Game: Left/right arrows to move fan. Z to blow puffs of air, X to add more seeds (falling from above).
Mechanics
Dandelion seeds are falling and you can decide how you want them to land! Blow them directly up by sending puffs of air from right below them, or move them left and right by blowing air past one side! When they land they will turn into lovely dandelions. You start with 5 seeds and you can add more any time by pressing X.
Commentary
I've worked on no fewer than 4 projects this month, I think. But I'm really happy I got this one done in the end - it was a bit last minute as many months go, but it feels so pure and nice to play with the dandelion seeds and get your little garden just so. I also decided quite late on that it would be a #nogameovers game. At first it was going to be that the first dandelion seed landing would freeze the game, play the growth animation and then take you to a game over screen, but this version is way more fun. And anyway, what would be the point of a game over?
itch.io page: here.
Controls
Menu: Up arrow to go to instructions page. Up arrow again to start game.
Game: Up/down/left/right arrows to move. Z to set off green shockwave, X to set off blue shockwave.
Mechanics
Shockwaves will sweep away the rocks of the same colour, but your ship is vulnerable to either kind so you had better sweep carefully!
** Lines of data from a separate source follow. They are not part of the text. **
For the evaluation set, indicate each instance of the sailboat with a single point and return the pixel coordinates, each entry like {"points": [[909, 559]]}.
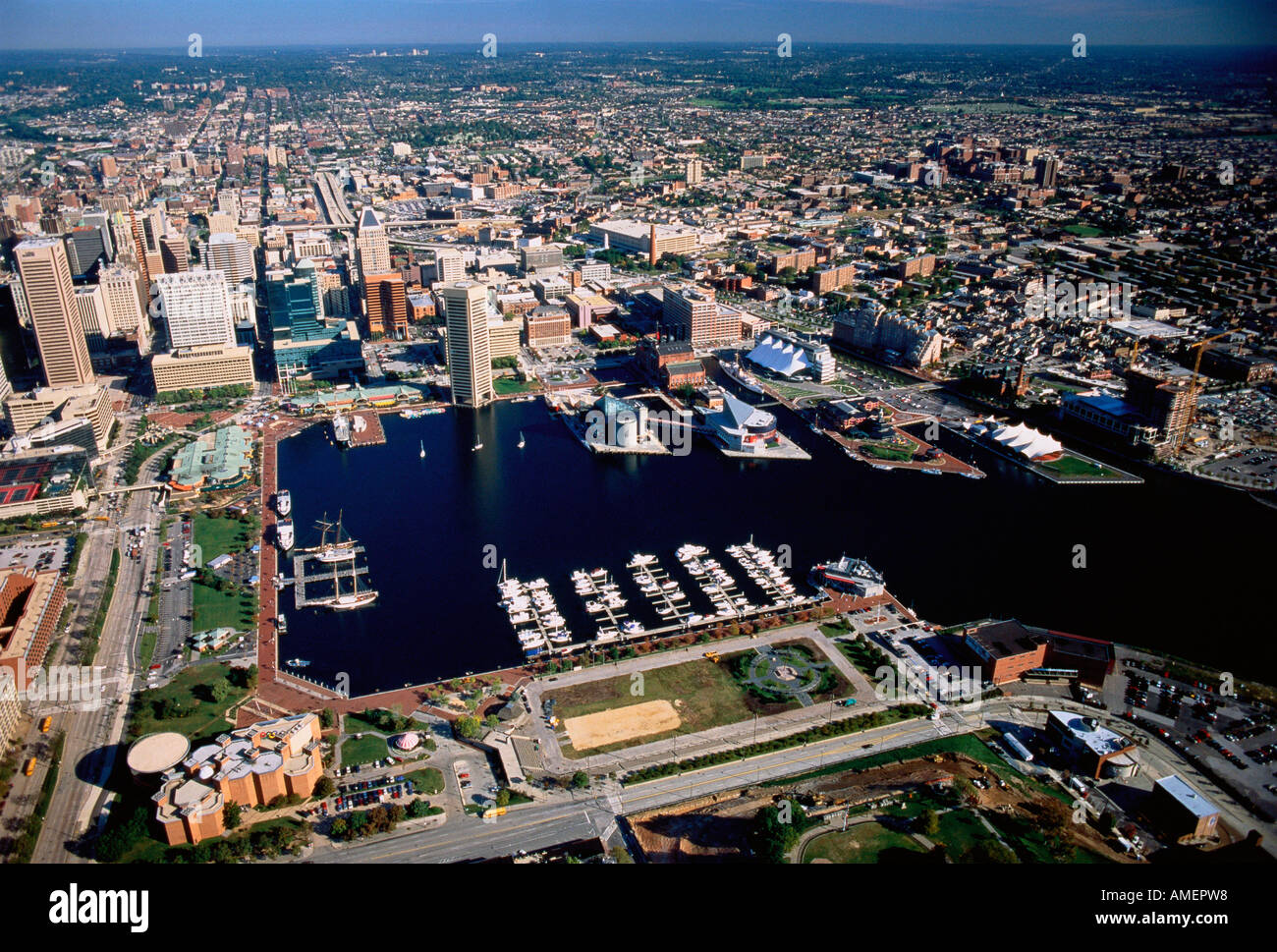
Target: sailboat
{"points": [[357, 599]]}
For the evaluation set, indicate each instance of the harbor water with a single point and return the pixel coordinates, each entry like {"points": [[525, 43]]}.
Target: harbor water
{"points": [[435, 530]]}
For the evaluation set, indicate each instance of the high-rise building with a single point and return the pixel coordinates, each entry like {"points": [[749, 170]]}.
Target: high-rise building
{"points": [[465, 306], [448, 267], [195, 308], [175, 253], [230, 254], [120, 298], [694, 314], [371, 245], [386, 305], [90, 308], [50, 298], [1045, 170]]}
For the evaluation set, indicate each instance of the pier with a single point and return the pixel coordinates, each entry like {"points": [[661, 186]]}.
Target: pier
{"points": [[590, 589], [307, 570], [663, 599]]}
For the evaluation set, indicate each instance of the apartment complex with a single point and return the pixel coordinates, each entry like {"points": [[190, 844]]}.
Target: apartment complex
{"points": [[30, 604], [50, 302], [694, 315], [250, 767], [465, 306]]}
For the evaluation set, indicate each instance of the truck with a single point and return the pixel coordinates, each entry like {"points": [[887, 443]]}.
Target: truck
{"points": [[1013, 743]]}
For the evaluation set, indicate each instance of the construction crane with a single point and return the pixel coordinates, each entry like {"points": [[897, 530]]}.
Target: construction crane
{"points": [[1196, 366]]}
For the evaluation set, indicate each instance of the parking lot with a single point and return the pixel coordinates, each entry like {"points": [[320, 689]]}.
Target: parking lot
{"points": [[1234, 739], [42, 555]]}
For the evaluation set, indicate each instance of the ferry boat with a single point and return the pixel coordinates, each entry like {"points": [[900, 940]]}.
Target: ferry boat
{"points": [[341, 429], [852, 575], [741, 376]]}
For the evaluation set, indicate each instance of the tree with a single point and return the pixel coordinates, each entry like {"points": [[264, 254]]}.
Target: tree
{"points": [[468, 727]]}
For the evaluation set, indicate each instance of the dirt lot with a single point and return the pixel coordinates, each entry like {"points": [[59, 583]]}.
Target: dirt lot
{"points": [[621, 723], [716, 829]]}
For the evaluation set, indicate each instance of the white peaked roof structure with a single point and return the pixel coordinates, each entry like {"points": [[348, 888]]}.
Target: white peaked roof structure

Watch the cooldown marker in the bottom left corner.
Commentary
Bah I was doing so well with my 2D board game thing from a few nights ago but I really didn't have enough time to make it happen so this came together just today. It's an awful mess in many ways but came out better than it might have done.
itch.io page: here.
Controls
Menu: X to switch from mouse control (default) to arrow keys. Z to go to instructions page. Z again to start game.
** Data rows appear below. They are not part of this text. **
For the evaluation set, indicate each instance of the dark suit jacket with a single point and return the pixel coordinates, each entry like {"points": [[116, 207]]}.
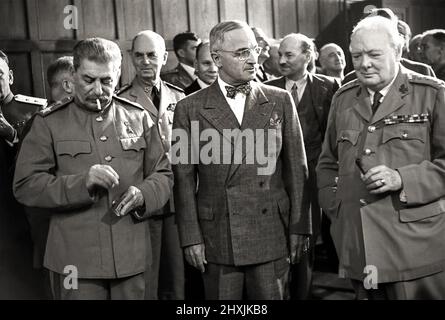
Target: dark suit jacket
{"points": [[415, 66], [241, 214], [192, 88], [178, 77]]}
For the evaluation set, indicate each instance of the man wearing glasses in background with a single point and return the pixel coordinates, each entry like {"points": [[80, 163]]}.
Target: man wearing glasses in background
{"points": [[234, 224]]}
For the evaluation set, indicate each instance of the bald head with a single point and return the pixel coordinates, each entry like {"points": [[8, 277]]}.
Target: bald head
{"points": [[148, 56]]}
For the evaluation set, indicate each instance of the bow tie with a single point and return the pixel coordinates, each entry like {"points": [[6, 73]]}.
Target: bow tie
{"points": [[232, 91]]}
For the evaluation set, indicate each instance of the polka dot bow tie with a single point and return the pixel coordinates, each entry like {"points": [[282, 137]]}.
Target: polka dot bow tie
{"points": [[232, 91]]}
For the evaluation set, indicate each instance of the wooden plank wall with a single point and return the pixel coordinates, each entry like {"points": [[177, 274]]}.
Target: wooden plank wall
{"points": [[33, 34]]}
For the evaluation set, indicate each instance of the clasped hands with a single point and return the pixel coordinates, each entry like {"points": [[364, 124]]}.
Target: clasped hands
{"points": [[104, 176]]}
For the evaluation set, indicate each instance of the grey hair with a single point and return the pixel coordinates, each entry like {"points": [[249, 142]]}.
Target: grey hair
{"points": [[217, 33]]}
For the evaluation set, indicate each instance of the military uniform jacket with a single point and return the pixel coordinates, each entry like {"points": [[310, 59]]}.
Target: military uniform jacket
{"points": [[169, 96], [178, 77], [241, 216], [402, 240], [55, 157]]}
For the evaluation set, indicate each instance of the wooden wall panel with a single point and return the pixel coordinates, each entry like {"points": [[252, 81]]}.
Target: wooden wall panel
{"points": [[20, 63], [308, 20], [99, 19], [233, 10], [172, 17], [13, 19], [53, 29], [260, 14], [138, 16], [203, 16]]}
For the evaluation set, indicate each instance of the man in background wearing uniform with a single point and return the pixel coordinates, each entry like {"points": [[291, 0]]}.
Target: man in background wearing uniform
{"points": [[97, 163], [206, 69], [18, 280], [60, 78], [381, 173], [183, 75], [159, 99]]}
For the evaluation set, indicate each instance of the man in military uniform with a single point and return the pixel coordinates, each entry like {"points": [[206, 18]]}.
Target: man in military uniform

Game: Move mouse (default) or use L/R arrow keys to rotate ship. Z to thrust (note that you can travel in that direction at that speed indefinitely once you are moving).
Mechanics
Every time you are near a planet, a line will guide you to it. (Or to the nearest planet if there are several.)
Every time you pass over a planet, you might collect resources from the detritus floating around it - fuel, minerals, or both. The fuel will keep you going longer. Minerals are just for bragging rights. Planets are also marked with a V for 'visited'.
Try to visit as many planets and collect as many minerals as you can before running out of fuel.
If you're really lucky the speed and direction you're travelling when you run out of fuel will take you over a planet that has fuel, and you can continue on, but you can also give up if you don't want to wait and see.
Commentary
Finally did a Big Thing (or a relatively Big Thing) with my vector line drawing stuff in PICO-8. I am calling this mess 8STROKE and will probably make more games with it in future, although maybe not for a while because this was a lot of work. Nonetheless I am getting in on time and with plenty of nice-to-haves done! Very happy.
itch.io page: here.
Controls
Z to start. Arrows move the bear.
Commentary
I got tangled in a dirty web of vector rotation when I was working on this month's game, and it so distracted me that I never actually worked on the other parts of the game...so instead, I threw this together in two days! Just like I always seem to do.
Nonetheless I think it's pretty good. You play as a bear who's just woken up from hibernation to a snowy landscape with no grass! Have to clear that up so grass can grow and spring can really begin.
There's no real fail state in this game, but it happens in moves - you'll continue in a straight line as long as you're moving over unbroken snow. But it's fun to try and complete levels in the shortest time possible. To be fair, I wasn't able to create as many or as clever levels as I had hoped, but if you're interested you should be able to add some easily by editing the file. If not, just enjoy the 7 levels already there!